Tienen influencia, y hasta han generado disensiones en juntas de gobierno. No son teólogos pero, cáspita, escuchas a alguno de ellos y te crees que estás en el Jerusalén del año treinta, aunque solo hayan visto la película de Mel Gibson sobre la Pasión.

Unos saben hasta el color de la tela que hay que instalar en el frontal de altar que, a manera de gran baldaquino, ubicarán a ciento cincuenta metros de altura.

Y así podría seguir y seguir. Y a todos nos gustaría casi todo lo que digo si, ¡ah!, no nos diéramos cuenta que tanto trabajo y dedicación no es a mayor gloria de Dios, que esa es, simplemente, la excusa.

Y es que en este mundo nuestro, tan pequeño pero tan vivo, hemos olvidado la palabra mesura, que no es sino la medida que hace posible que lo bello no se convierta en horrendo y que lo importante no pase a segundo, tercer o cuarto término.
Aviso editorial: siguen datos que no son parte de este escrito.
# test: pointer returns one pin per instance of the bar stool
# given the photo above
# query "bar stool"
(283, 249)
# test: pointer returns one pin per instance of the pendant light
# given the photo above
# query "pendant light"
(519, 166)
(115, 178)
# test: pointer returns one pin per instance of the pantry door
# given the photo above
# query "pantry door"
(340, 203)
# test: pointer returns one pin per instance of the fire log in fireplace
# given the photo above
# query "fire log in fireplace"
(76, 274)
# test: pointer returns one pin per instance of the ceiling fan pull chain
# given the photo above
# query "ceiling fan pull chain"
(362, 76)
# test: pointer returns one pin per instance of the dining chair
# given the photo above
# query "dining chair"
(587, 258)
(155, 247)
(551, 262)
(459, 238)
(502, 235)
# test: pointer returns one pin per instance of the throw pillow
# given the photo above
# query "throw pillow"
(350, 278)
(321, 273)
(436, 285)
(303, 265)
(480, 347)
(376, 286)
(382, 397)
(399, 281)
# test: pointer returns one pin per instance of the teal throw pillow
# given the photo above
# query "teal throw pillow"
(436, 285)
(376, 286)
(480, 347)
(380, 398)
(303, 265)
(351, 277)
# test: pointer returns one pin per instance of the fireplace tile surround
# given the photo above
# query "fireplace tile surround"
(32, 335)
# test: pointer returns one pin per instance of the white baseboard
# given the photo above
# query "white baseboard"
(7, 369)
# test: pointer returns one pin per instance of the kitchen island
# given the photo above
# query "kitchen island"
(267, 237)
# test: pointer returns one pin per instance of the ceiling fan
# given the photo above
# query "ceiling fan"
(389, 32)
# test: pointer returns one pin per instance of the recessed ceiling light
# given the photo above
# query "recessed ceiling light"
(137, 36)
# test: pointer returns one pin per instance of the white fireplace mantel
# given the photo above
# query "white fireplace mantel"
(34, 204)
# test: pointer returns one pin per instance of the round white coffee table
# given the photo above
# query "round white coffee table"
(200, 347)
Y los excesos, al fin, solo generan estos diosecillos que pululan por nuestras hermandades y que terminan convirtiendo en muy pequeñas las grandes virtudes de nuestras hermandades.

Por favor: dejemos los excesos fuera y recuperemos la virtud que siempre hemos tenido de la mesura y medida de nuestros actos y vida, recordando que esta mesura y medida no va reñida y es compatible con la grandeza, la belleza y esa grandiosidad tan necesaria en estos tiempos. ¿A que todos sabemos de qué y de quiénes hablamos?